BlackBerry, ou la résurrection d’un dinosaure de la tech
Autrefois l’apanage des puissants et des stars, le téléphone à clavier était tombé dans les oubliettes de la tech, dépassé par l’iPhone et les smartphones à écran tactile. L’entreprise canadienne aura mis près de quinze ans à opérer un retour en force en misant sur le logiciel, raconte le “Financial Times”..
Dans les années 2000 et jusqu’au début des années 2010, BlackBerry dominait le marché des téléphones mobiles grâce à ses appareils équipés d’un clavier physique, considérés comme révolutionnaires. Ces téléphones permettaient notamment d’envoyer des emails et des messages instantanés de manière sécurisée, ce qui en faisait un outil privilégié par les professionnels et les personnalités politiques. Par exemple, Barack Obama, alors candidat à la présidence des États-Unis, a refusé de se séparer de son BlackBerry en 2008 pour des raisons de communication, illustrant l’importance de la marque à cette époque. Cependant, l’émergence des smartphones tactiles, comme l’iPhone en 2007, a progressivement rendu les téléphones à clavier obsolètes, entraînant le déclin de BlackBerry.

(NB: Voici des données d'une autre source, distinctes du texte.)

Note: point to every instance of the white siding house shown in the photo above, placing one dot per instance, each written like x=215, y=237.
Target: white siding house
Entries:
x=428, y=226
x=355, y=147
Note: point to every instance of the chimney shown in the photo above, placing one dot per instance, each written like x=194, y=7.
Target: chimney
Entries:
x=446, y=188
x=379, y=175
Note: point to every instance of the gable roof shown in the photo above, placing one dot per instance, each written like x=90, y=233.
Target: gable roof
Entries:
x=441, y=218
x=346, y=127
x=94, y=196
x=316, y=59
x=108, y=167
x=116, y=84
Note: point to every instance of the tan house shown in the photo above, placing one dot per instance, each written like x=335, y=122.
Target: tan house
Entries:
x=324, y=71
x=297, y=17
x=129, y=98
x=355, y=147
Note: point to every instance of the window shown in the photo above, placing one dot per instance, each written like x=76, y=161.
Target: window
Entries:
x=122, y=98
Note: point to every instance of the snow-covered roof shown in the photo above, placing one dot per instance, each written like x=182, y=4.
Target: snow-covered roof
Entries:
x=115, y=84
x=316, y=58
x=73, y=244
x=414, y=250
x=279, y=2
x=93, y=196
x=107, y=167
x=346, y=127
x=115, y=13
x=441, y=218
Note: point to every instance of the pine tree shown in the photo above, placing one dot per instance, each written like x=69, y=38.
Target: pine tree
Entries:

Vers le milieu des années 2010, BlackBerry a perdu sa place dominante sur le marché des téléphones mobiles. La concurrence des smartphones tactiles, plus intuitifs et polyvalents, a rendu ses appareils moins attractifs. En conséquence, l’entreprise canadienne a vu ses ventes chuter drastiquement, passant d’un statut de leader à celui d’un acteur marginal. Ce déclin s’est accompagné de difficultés financières, avec une perte de rentabilité qui s’est prolongée jusqu’au début des années 2020. BlackBerry a alors dû se réinventer pour survivre, abandonnant progressivement la production de téléphones pour se concentrer sur d’autres activités.
Depuis 2020, BlackBerry a opéré un virage stratégique en se recentrant sur ses logiciels plutôt que sur le matériel. L’un de ses principaux atouts est QNX, un système d’exploitation conçu à l’origine pour les téléphones BlackBerry, mais aujourd’hui principalement utilisé dans l’industrie automobile. QNX est un système d’exploitation en temps réel, c’est-à-dire qu’il permet de gérer des tâches critiques avec une grande rapidité et une fiabilité élevée. Il est notamment intégré dans les systèmes de contrôle des voitures modernes, où il assure des fonctions comme la gestion du tableau de bord ou des systèmes d’infodivertissement. Selon John Giamatteo, directeur général de BlackBerry, QNX est considéré comme « inarrêtable », soulignant sa robustesse et son adoption massive par l’industrie.
En parallèle de QNX, BlackBerry a développé Secusmart, une plateforme spécialisée dans le cryptage des communications. Ce logiciel est utilisé par des gouvernements et certaines des plus grandes banques du monde pour sécuriser leurs échanges de données sensibles. Secusmart permet de chiffrer les appels, les emails et les messages, garantissant ainsi une protection contre les cyberattaques ou les écoutes illégales. Cette technologie a permis à BlackBerry de se repositionner comme un acteur clé dans le domaine de la cybersécurité, un secteur en forte croissance avec l’augmentation des menaces numériques. Ces solutions logicielles, bien que moins visibles que les téléphones de l’époque, sont aujourd’hui presque indispensables pour les institutions qui les utilisent.
Après des années de difficultés financières, BlackBerry a annoncé un solde de trésorerie positif au premier trimestre de son exercice fiscal 2026, qui commence le 1ᵉʳ mars. Ce résultat marque un tournant, car il s’agit de la première fois depuis 2017 que l’entreprise atteint cet équilibre sur une période similaire. Cette amélioration financière reflète le succès de sa stratégie de recentrage sur les logiciels, notamment QNX et Secusmart. Bien que ces activités soient moins médiatisées que la production de téléphones, elles génèrent désormais suffisamment de revenus pour assurer la stabilité de l’entreprise. Cette résurrection illustre comment une entreprise peut se réinventer en misant sur ses forces technologiques plutôt que sur des produits grand public en déclin.